Republican Stavros Anthony filed for a recount Thursday in the race for the District C seat on the Clark County Commission, hoping for a different result in a race he lost by 10 votes to opponent Ross Miller.
The Clark County Commission certified Miller’s win on Tuesday after choosing not to certify those results alongside the rest of the election and instead call for a special election. The commission originally held off on certification because of 139 ballot discrepancies, which outnumbered the margin of victory.
The commission’s initial decision was followed by a suit from Miller and a hearing in which District Court Judge Elizabeth Gonzalez said that the discrepancies did not qualify as “cause” for a new election.
In a release on Friday, Anthony accused the commission of misusing the judge’s statement to justify its decision.
“Larry Brown was not compelled by a judge to make his motion to certify the election and the others were not compelled by a judge to vote in favor,” his campaign said in the release.
Anthony has also been vocal on Twitter about his disappointment with the commission’s decision, saying Tuesday that it was made with “zero justification and no discussion” and on Wednesday that the all-Democrat board will “do anything to not seat a Republican.”
“I will continue to fight for integrity of election process and residents of District C who demand Special Election,” Anthony said in a subsequent tweet on Thursday. “Today I will ask for a recount with the outrageous price of $80,000.”
District C saw 77 percent voter turnout for the commission race in November, with more than 153,000 voters casting ballots. The recount of those votes will begin on Monday, Dec. 7 and continue through Friday, Dec. 11. Election department staff will count from 5 a.m. to 10:30 p.m. daily.
Former Secretary of State Miller previously said that he does not expect a recount to affect the outcome of the race.
“My opinion is they’re unlikely to change the outcome because when the election officials do their job and they count, they get the votes accurate the first time. It’s unlikely to get a different result,” he said. “It would be scary if people asked for recounts and every time we got a different tally.”

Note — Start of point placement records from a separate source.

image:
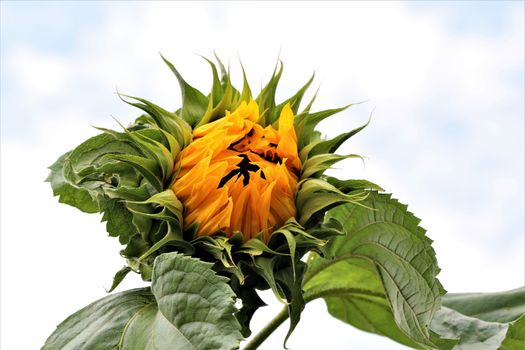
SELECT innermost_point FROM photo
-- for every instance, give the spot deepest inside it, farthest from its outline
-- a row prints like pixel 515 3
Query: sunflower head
pixel 231 179
pixel 238 176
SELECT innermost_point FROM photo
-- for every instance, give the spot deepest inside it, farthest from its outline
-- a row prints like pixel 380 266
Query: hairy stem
pixel 260 337
pixel 264 333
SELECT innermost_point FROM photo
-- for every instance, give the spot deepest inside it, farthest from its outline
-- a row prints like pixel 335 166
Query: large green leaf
pixel 483 321
pixel 187 307
pixel 101 324
pixel 476 334
pixel 381 275
pixel 492 307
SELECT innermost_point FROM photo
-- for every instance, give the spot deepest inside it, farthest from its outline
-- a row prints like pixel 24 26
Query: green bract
pixel 369 260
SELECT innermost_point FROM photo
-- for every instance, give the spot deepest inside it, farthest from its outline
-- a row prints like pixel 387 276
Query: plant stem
pixel 267 330
pixel 260 337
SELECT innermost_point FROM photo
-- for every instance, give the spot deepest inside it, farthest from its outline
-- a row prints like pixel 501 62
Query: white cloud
pixel 446 137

Las Vegas City Councilman Anthony first won his seat on the council after a recount requested by his opponent Glenn Trowbridge in 2009. That recount upheld the race’s initial outcome — a 10-vote margin of victory for Anthony.
Miller did not immediately responded to a request for comment Thursday evening.
This story was updated at 12:13 p.m. on Friday, Dec. 4 to include a statement from Stavros Anthony.